Objective: We describe a simple method to assess chemical diversity based on counts of the chemotypes
that offers an alternative to model chemical diversity. We describe a simple method to assess
chemical diversity based on counts of the chemotypes that offers an alternative to model chemical
diversity based on computed molecular properties. We show how chemotype counts can be used to
evaluate the diversity of a library and compare diversity selection algorithms. We demonstrate an
efficient compound selection algorithm based on chemotype analysis.

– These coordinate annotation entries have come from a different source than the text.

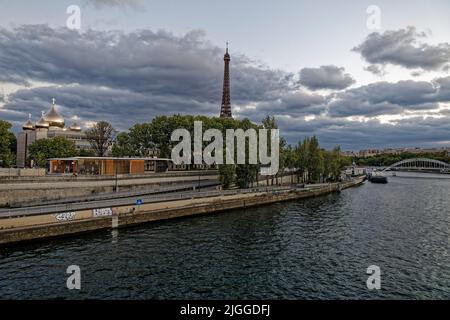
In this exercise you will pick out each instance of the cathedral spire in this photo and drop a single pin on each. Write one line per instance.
(225, 110)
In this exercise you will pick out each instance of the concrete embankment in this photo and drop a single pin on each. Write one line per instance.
(16, 192)
(23, 228)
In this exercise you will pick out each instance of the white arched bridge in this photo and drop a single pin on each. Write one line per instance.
(419, 164)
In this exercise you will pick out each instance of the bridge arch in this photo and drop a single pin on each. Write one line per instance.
(420, 163)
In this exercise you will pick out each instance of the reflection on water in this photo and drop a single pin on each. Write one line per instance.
(314, 248)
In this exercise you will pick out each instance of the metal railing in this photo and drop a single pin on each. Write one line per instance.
(58, 208)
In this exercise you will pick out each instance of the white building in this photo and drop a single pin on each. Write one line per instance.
(50, 125)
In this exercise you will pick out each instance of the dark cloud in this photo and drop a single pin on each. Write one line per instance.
(325, 77)
(404, 48)
(355, 135)
(142, 61)
(121, 107)
(125, 78)
(390, 98)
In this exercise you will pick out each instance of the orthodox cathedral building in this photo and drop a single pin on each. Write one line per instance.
(50, 125)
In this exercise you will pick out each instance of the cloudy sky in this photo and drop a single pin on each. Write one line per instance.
(355, 75)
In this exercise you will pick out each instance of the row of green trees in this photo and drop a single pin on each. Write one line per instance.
(307, 159)
(311, 163)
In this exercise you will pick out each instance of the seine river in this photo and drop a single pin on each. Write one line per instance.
(310, 249)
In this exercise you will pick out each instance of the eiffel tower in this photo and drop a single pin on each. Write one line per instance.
(225, 110)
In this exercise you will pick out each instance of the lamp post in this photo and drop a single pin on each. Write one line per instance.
(116, 188)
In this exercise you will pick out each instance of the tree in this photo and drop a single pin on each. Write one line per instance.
(122, 146)
(101, 137)
(315, 160)
(57, 147)
(8, 144)
(227, 175)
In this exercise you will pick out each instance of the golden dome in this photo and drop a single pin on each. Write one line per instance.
(42, 123)
(28, 125)
(75, 127)
(53, 118)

Methods: We use automated chemotype perception algorithms and compare them to traditional
techniques for diversity analysis to check their effectiveness in designing diverse libraries for
screening.
Results: The best type of molecular fingerprints for diversity selection in our analysis are extended
circular fingerprints, but they can be outperformed by the use of a chemotype diversity algorithm,
which can be more intuitive than traditional techniques based on molecular descriptors. Chemotype-
-based algorithms retrieve a larger share of the chemotypes contained in a library when picking a
subset of the chemicals in a collection.
Conclusions: Chemotype analysis offers an alternative for the generation of a general-purpose
screening library as it maximizes the number of chemotypes present in a subset with the smallest
number of compounds. The applications of methods based on chemotype analysis that does not resort
to the use of molecular descriptors are a very promising but seldom explored area of chemoinformatics.